Pero la sociedad española hace mucho que entró en decadencia moral y desde entonces todo vale, sea en el aspecto exterior, en el comportamiento moral o en la ética profesional. Todo en nombre del progreso, del avance imparable de la modernidad. ¡Ozú!

Yo decidí no escandalizarme el día en que vi a un maestro dar clase en pantalón corto. Pensé con cuánta razón a veces los maestros han pasado a ser el hazmerreír de las familias y cuánto esfuerzo han hecho algunos para desprestigiarse. Casi como los políticos que padecemos. La caída de la valoración de cualquier colectivo no sólo se debe a los demás. Ellos mismos, sus miembros, pueden tener buena parte de la culpa.
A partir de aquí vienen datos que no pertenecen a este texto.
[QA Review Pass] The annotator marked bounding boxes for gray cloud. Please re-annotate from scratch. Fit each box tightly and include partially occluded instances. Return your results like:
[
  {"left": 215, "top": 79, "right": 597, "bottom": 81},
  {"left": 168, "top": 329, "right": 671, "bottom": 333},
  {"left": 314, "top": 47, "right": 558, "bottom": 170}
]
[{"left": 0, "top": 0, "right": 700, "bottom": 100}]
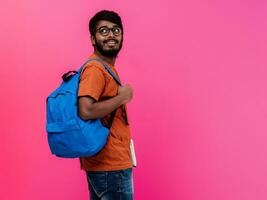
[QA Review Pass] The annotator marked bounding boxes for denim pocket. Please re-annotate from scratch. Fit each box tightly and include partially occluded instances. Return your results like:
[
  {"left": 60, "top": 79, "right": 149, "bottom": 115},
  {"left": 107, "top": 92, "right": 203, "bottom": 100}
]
[
  {"left": 120, "top": 168, "right": 133, "bottom": 193},
  {"left": 87, "top": 172, "right": 107, "bottom": 198}
]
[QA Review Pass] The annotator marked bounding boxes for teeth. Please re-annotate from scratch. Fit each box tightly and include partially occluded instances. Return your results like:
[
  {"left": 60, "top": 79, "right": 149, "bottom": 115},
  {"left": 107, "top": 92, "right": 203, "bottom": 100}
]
[{"left": 107, "top": 40, "right": 115, "bottom": 44}]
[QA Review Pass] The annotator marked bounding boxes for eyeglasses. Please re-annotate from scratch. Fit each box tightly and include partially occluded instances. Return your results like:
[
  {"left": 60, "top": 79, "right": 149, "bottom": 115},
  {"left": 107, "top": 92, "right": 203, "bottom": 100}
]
[{"left": 96, "top": 26, "right": 122, "bottom": 36}]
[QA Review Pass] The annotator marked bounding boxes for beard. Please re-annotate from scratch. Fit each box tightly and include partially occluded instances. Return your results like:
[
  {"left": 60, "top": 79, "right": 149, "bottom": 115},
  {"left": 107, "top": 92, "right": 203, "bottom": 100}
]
[{"left": 94, "top": 39, "right": 123, "bottom": 58}]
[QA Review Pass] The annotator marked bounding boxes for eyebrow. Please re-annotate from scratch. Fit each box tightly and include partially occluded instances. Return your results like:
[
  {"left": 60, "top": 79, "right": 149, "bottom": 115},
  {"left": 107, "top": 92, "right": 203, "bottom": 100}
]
[{"left": 96, "top": 25, "right": 120, "bottom": 30}]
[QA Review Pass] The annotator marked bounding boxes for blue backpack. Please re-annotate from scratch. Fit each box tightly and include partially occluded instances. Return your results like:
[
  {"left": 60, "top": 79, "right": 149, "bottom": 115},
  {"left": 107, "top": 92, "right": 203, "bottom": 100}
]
[{"left": 46, "top": 59, "right": 121, "bottom": 158}]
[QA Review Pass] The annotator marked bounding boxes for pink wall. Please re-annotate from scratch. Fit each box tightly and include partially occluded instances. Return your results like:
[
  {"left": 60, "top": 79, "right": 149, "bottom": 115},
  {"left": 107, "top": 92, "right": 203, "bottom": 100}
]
[{"left": 0, "top": 0, "right": 267, "bottom": 200}]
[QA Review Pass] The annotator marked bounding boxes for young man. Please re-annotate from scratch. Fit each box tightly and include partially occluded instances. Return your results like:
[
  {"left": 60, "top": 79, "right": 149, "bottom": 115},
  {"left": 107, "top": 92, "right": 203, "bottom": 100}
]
[{"left": 78, "top": 10, "right": 133, "bottom": 200}]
Ahora en el Congreso, la sede del pueblo, la sede de la soberanía, la sede de la legalidad, la sede de la democracia, algunos diputadillos se han presentado en chancletas y pantalón corto. Diputadillos indignos de representar el poder que les hemos dado, diputadillos incapaces de distinguir su alta misión de la de cualquier perroflauta urbanícola. Si no se dan cuenta de la altura de su misión ¿Cómo van a representarnos?

Y en el congreso han decidido poner normas para impedir la indigencia mental de semejantes personajillos baratos que se empeñan en hacernos creer que todo vale, que el respeto no se exterioriza o que los valores sociales no tienen. Cuando algo tan elemental tiene que ser impuesto a sus señorías significa que otras tareas más pesadas les sobrepasan. Dejarles significaría que en poco tiempo se llenarían de tatuajes macarras e irían a las sesiones en su patinete infantiloide, eso que llaman skateboard en un estúpido e innecesario anglicismo.

No se trata de volver a las normas de urbanidad de principios de siglo pasado sino de estar acorde con la nobleza y la altura de su misión. Nada menos que representarnos a nosotros. Pero de misiones nobles y de altura personal no quería saber nada ni aquel maestro que daba clase en pantalón corto. País.